Emile Berliner

Emil Berliner

Emile Berliner (formally known as Emil Berliner) was an inventor best known for developing the disc record gramophone. He founded The Berliner Gramophone Company in 1895, The Gramophone Company in London, England, Deutsche Gramophone in Hanover, Germany and Berliner Gram-o-phone Company of Canada.

Early Life and Career:

Emile Berliner was born in Hanover, Germany on the 20th of May 1851. He was one of thirteen children born to Samuel and Sarah Berliner. Following a few years of school in Hanover, Berliner was sent to Wolfenbuttel from which he graduated in 1865 at the age of fourteen. Berliner then spent several years there after doing odd jobs in Hanover to help support the large Berliner family. He migrated to the United States of America in 1870, where he lived in Washington, D.C. and officially turned a citizen in 1881. He became interested in the new audio technology of the telephone and phonograph, and invented an improved telephone transmitter. In 1886 Berliner began experimenting with methods of sound recording. He was granted his first patent for what he called the “gramophone” in 1887. Berliner’s other inventions include a new type of loom for mass-production of cloth; an acoustic tile and an early version of the helicopter.

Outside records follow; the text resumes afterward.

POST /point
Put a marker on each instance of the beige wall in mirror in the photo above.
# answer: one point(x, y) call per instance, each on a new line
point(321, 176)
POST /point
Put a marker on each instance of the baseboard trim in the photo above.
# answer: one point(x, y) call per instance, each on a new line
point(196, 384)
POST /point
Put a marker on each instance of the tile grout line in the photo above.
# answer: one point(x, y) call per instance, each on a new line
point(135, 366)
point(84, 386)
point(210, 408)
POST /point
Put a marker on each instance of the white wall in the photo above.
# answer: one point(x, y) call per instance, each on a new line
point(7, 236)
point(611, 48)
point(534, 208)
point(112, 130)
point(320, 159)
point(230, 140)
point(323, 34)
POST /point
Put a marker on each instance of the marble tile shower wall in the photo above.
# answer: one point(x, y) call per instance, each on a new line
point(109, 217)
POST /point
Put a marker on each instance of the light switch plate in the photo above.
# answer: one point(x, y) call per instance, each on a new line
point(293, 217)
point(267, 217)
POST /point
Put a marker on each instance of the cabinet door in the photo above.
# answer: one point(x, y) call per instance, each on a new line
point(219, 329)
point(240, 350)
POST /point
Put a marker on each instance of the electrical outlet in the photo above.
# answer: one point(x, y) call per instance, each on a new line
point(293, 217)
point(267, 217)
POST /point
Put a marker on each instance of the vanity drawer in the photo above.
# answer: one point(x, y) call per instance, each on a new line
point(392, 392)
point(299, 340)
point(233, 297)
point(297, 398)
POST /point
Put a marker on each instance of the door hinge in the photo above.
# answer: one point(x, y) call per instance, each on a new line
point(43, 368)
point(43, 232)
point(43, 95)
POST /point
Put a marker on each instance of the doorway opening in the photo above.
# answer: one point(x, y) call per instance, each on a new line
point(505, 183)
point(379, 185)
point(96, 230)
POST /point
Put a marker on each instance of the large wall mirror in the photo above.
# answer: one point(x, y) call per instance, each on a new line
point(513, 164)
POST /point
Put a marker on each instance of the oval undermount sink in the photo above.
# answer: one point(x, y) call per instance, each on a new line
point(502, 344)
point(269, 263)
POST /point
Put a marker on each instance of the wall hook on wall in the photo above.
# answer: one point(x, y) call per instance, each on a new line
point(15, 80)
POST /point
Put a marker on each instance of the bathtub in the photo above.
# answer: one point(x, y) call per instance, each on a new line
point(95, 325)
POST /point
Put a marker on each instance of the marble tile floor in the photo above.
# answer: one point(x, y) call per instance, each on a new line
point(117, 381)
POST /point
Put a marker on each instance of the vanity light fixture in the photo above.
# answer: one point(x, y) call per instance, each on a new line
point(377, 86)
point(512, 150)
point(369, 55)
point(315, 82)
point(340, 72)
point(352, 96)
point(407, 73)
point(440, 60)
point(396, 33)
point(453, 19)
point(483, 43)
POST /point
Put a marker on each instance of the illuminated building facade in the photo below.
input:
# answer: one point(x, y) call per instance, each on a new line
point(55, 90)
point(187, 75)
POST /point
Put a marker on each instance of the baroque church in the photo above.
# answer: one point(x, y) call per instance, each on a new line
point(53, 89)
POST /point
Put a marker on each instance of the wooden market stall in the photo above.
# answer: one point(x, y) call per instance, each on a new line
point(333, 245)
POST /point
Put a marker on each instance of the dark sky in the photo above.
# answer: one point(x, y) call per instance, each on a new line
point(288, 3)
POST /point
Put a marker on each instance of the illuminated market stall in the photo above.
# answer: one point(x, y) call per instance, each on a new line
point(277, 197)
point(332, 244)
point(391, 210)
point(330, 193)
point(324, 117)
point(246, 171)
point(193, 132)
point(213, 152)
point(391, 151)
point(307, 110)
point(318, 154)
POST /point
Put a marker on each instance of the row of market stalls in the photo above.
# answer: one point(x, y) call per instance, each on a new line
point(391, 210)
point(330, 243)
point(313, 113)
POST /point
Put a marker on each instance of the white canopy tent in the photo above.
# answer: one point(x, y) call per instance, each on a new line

Berliner started to compose as well. He expressed his love for America and the opportunities it had afforded him in a patriotic song which became a smash hit of its day: The Columbian Anthem- a song debuted in Washington on Washington’s Birthday at the 1897 national council of the Daughters of the American Revolution. As a composition it ranks easily with the best national hymns ever written.

Berliner turned his attention to the violin. It is well known that antique violins are consistently more brilliant over their entire range than new instruments. Berliner determined that the new instrument did not vibrate freely because the fibers of the wood under the bridge took much time to adjust to the uneven pressures transmitted by the strings through the bridge to the instruments body.

In 1909 he donated funds for an infirmary building at the Starmont Tuberculosis Sanitarium in Washington Grove, Maryland, dedicated to the memory of his father. Berliner was president of the Washington Tuberculosis Association for some years. In 1920 Berliner endowed a silver cup as an annual award by the Tuberculosis Association to the city whose school children were most engaged in his health crusade.

In 1899, Berliner wrote a book, Conclusions that speaks of his agnostic ideas on religion and philosophy.

Berliner was also awarded the Franklin Institute’s John Scott Medal in 1897, and later the Elliott Cresson Medal in 1913 and the Franklin Medal in 1929.


Emile Berliner died of a heart attack at the age of 78 and is buried in Rock Creek Cemetery in Washington, D.C. Through his innovations and inventions, he left invaluable legacies in communications, acoustics, and aeronautics to America and to the rest of the world.